[Since I didn't get any feedback at MSE, I dare to post this question here, too.]
Call a coloring $C:V(G) \rightarrow \lbrace 1,\dots,n \rbrace$ of a graph $G$ regular when every vertex with color $c_i$ has the same number of neighbors with color $c_j$.
Call a coloring faithful when two vertices have the same color iff they are conjugate.
Observation: Every faithful coloring is regular (obviously) but not vice versa (maybe not so obvious).
The latter is (somehow) a generalization of the fact, that every vertex-transitive graph (with one conjugacy class only!) is regular, but not vice versa.
Consider the color adjacency matrix – or color matrix for short – with $c_{ij}$ being the number of neighbors of color $c_j$ of the vertices of color $c_i$.
Consider generalized color matrices with entries that don't have to be fixed integers but are allowed to be the Kleene star $*$ with $c_{ij} = *$ meaning that there may be arbitrarily many neighbors of color $c_j$ of the vertices of color $c_i$.
Generalized color matrices can be seen as a kind of graph grammar: they indicate – like a context-free grammar does – which and how many colors (or symbols) are allowed as neighbors of a given color (or symbol).
(Main differences: no distinguished start and terminal symbols, unordered neighbors.)
Like a context-free grammar defines a class of valid trees, a generalized color matrix defines a class of valid graphs, especially those which can be regularly colored in accordance with the color matrix.
Example: Color matrices $C$ with entries from $0, 1$ define the graphs which consist of $n$ copies of the graph with adjacency matrix $C$.
Example: $k\times k$ color matrices of the form $c_{ii} = 0, c_{ij} = *$ for $i\neq j$ define the usual $k$-colorable graphs.
Example: $1\times 1$ color matrices with $c_{00} = k$ define the usual $k$-regular graphs.
Question: Has this or a related kind of graph grammar been investigated before?
Question: Can we tell – and how – whether a given matrix with integer entries (and $*$ eventually) corresponds to a (generalized) regular coloring?
Best Answer
A matrix corresponds to a regular coloring if and only if it is a symmetric matrix times a diagonal matrix.
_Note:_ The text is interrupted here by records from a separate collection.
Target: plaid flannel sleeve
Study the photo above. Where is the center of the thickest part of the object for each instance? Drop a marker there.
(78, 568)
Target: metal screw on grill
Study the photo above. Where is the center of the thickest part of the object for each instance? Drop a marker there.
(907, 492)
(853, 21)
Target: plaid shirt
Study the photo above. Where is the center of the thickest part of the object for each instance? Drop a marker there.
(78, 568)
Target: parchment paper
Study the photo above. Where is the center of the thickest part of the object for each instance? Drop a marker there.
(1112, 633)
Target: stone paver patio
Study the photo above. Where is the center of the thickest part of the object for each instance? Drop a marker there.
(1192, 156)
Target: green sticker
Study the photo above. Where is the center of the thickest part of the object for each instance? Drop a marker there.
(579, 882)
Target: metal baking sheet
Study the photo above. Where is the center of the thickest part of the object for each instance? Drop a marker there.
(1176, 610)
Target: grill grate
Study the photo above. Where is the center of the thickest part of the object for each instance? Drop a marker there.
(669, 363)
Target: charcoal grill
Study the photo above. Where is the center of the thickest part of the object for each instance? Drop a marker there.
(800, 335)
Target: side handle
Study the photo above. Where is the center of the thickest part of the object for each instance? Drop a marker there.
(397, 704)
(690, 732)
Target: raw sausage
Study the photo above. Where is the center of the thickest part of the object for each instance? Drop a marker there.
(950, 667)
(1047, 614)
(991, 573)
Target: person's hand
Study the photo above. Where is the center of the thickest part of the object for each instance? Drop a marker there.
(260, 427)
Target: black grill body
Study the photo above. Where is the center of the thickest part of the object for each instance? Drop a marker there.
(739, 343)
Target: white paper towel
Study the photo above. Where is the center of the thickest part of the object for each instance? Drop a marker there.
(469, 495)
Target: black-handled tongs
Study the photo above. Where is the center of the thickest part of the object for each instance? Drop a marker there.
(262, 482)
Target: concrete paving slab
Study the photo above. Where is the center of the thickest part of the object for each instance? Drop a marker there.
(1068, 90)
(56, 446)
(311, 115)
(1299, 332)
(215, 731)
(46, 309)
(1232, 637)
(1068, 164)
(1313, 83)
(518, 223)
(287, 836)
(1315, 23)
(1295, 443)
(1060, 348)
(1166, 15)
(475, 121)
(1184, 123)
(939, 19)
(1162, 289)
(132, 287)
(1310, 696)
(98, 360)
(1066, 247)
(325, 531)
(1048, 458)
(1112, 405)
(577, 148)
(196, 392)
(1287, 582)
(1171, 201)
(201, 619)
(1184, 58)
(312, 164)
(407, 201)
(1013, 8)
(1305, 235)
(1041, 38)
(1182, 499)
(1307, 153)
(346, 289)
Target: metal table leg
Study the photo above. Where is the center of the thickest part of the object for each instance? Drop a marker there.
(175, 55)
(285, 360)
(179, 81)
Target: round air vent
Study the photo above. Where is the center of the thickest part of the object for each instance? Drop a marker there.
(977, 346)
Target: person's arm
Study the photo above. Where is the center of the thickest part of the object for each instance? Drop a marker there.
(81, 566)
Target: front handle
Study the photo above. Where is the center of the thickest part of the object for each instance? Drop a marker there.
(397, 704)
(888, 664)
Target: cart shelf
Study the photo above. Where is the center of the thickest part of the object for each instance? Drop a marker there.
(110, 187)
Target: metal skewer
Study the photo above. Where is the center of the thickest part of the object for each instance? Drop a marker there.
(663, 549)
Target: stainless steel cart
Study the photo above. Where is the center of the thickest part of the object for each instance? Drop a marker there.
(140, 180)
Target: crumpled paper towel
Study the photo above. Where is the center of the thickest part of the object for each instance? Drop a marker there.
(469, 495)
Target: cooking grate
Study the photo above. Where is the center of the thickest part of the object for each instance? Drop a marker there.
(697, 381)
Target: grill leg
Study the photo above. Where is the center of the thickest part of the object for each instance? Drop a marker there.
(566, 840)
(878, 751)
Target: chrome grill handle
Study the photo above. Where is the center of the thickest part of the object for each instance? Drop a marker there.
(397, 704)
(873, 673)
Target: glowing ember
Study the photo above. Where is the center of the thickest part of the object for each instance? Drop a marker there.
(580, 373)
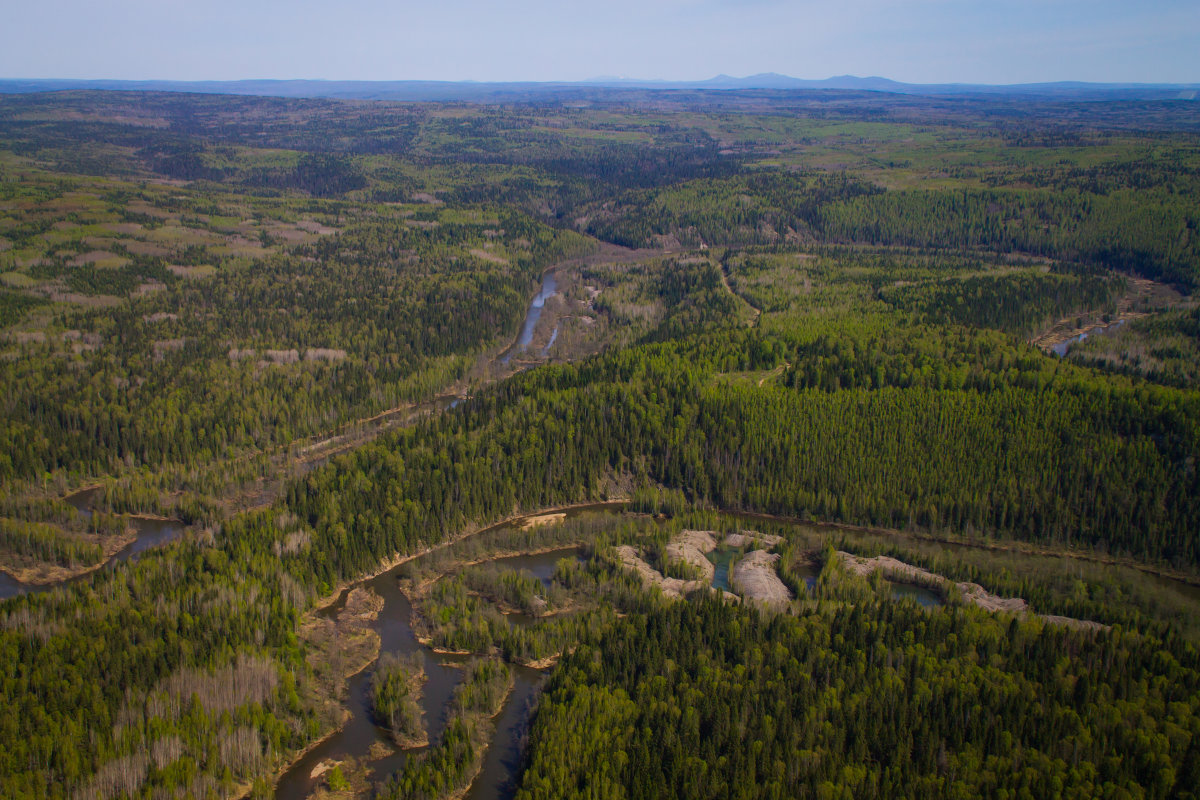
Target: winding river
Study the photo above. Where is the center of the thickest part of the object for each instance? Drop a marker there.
(549, 288)
(497, 776)
(1061, 348)
(150, 533)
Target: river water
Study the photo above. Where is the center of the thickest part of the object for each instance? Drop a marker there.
(1061, 348)
(497, 777)
(549, 288)
(150, 533)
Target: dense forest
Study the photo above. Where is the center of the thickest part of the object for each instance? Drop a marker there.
(322, 337)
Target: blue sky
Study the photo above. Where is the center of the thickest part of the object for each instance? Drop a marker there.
(918, 41)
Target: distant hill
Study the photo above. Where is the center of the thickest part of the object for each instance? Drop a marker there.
(473, 91)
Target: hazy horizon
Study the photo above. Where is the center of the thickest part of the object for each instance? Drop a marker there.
(918, 42)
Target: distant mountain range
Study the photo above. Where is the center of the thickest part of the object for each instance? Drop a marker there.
(478, 91)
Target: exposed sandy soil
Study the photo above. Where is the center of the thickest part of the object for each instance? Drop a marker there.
(541, 519)
(972, 593)
(747, 537)
(1141, 294)
(893, 567)
(652, 577)
(755, 577)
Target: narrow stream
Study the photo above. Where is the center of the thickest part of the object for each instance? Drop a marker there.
(497, 777)
(1061, 348)
(150, 533)
(549, 288)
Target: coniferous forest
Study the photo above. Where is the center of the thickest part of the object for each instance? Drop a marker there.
(553, 449)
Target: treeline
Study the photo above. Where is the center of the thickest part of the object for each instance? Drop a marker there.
(1036, 455)
(448, 768)
(705, 699)
(1020, 302)
(395, 695)
(1150, 233)
(46, 543)
(251, 358)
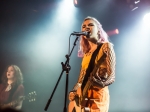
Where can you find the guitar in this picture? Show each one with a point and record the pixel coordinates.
(80, 101)
(30, 97)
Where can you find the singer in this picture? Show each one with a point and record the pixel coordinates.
(91, 93)
(11, 88)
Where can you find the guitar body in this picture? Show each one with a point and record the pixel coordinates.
(30, 97)
(77, 106)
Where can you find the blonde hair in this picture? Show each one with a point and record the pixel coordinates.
(84, 44)
(18, 75)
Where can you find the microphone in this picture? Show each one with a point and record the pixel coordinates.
(87, 34)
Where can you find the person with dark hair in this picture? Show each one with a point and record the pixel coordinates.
(12, 89)
(91, 93)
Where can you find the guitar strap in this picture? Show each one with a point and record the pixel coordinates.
(12, 91)
(90, 66)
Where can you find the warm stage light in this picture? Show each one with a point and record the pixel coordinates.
(146, 18)
(75, 2)
(113, 32)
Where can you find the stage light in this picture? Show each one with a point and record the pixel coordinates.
(113, 32)
(75, 2)
(146, 18)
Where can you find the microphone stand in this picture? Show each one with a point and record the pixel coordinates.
(65, 67)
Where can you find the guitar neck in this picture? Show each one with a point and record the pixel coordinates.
(85, 89)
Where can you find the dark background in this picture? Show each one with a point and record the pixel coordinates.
(34, 35)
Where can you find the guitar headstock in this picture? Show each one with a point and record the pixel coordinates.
(31, 96)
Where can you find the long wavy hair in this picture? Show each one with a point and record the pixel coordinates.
(18, 77)
(84, 44)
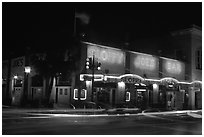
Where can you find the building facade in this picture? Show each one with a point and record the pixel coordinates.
(128, 78)
(125, 78)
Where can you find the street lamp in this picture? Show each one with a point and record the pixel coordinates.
(27, 69)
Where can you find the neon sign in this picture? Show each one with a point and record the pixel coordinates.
(108, 55)
(145, 62)
(173, 67)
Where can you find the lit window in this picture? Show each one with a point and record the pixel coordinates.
(83, 94)
(75, 94)
(60, 91)
(127, 96)
(198, 59)
(65, 91)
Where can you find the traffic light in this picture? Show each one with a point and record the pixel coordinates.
(88, 63)
(98, 66)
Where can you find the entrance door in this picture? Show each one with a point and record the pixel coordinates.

Only if: Take a matrix $A$ such that $a_{ii}$ is the number of vertices with the $i$th color and $a_{ij}=0$ for $i\neq j$. Then $CA$ is symmetric, because $c_{ij}a_{jj}$ is the number of edges between vertices with the $i$th color and vertices with the $j$th color.
If: Choose a diagonal $A$ such that $CA$ is symmetric. Since $c_{ij}a_{jj}=c_{ji}a_{ii}$, $a_{ii}/a_{jj}=c_{ij}/c_{ji}$, so the ratio between elements of the diagonal is rational, so we can take them all to be integers by multiplying by a constant. Form a graph whose number of vertices of color $i$ is $a_{ii}$. For each pair of colors, the adjacency matrix mandates a certain number of edges from each color going to the other color. Because $CA$ is symmetric, these are the same number of edges, and so we can connect the edges coming from vertices of color $i$ to the edges coming from vertices of color $j$ arbitrarily.